La cosiddetta trilogia dell’appartamento di Roman Polanski ha veramente lasciato il segno, non si spiegherebbe altrimenti la profonda devozione di alcuni registi verso tali opere: il norvegese Pål Sletaune è uno di questi, perché “Next Door” (“Naboer” nel titolo originale) è un film profondamente polanskiano, settantacinque minuti che volano decisamente in fretta tutti ambientati all’interno di una palazzina e dei suoi misteriosi appartamenti.

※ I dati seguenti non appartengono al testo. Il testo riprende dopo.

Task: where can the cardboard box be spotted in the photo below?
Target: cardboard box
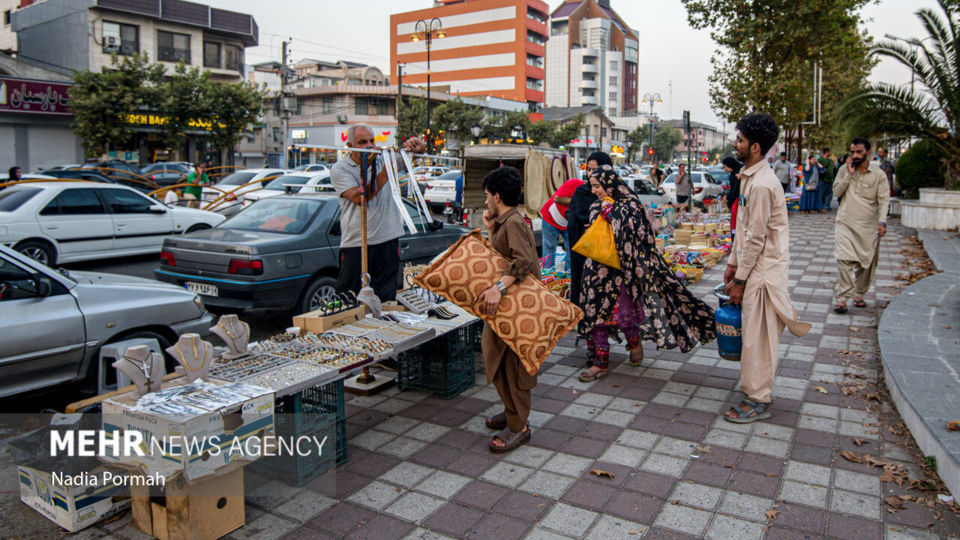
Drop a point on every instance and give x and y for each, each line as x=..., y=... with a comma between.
x=72, y=507
x=182, y=510
x=317, y=323
x=217, y=438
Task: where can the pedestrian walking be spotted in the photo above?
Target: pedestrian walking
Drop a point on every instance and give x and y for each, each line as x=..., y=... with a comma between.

Una volta mollato dalla sua fidanzata Ingrid, John (Kristoffer Joner) rimane da solo nella sua abitazione facendo subito conoscenza delle due vicine di casa, Anne e Kim, le quali lo seducono invitandolo spesso nel loro salotto: per il protagonista (e anche per noi) diventa complicato distinguere tra realtà e fantasia, una situazione ingarbugliata che riflette i tormenti psichici dell’uomo, con rimandi più che evidenti al già citato Polanski (soprattutto “Repulsion”), ad Alfred Hitchcock (l’idolo del regista) e a David Lynch.
Pål Sletaune dirige con molta sicurezza e senza mai compiere il passo più lungo della gamba: la durata contenuta dell’opera, una messa in scena volutamente scarna e la buona recitazione dei tre principali attori ci permette di apprezzare “Next Door” nella sua cupa interezza. Un classico esempio di thriller psicologico tuttavia capace di concedersi qualche affondo abbastanza malsano e destabilizzante, come nella scena di sesso tra John e la magnetica e conturbante Kim (Julia Schacht), un amplesso completamente sui generis destinato a colpire (in tutti i sensi) i due personaggi coinvolti.
Pur derivativo nel soggetto e nello svolgimento (l’epilogo è abbastanza facile da intuire), “Next Door” rappresenta una piacevole sorpresa per quanto concerne il cinema della paranoia: la spirale di follia in cui scivola John prende quasi le stesse sembianze di quei corridoi che non sembrano voler finire, praticamente un labirinto mentale che trova la sua linfa vitale nell’ossessione e nella depravazione. In più c’è questo bizzarro elemento erotico-masochistico che altro non è che una gustosa ciliegina sulla torta, un’aggiunta capace di sopperire a un budget molto povero, i cui limiti si sarebbero notati se il film avesse voluto imboccare percorsi più prolissi e ambiziosi. Roman Polanski resta lì, irraggiungibile più che mai, ma Pål Sletaune se la cava abbastanza bene in uno dei tanti validi film-omaggio al cineasta polacco (tra cui segnaliamo anche il belga “Linkeroever” e il recente britannico “The Ones Below”). Pollice in su, senza dubbio.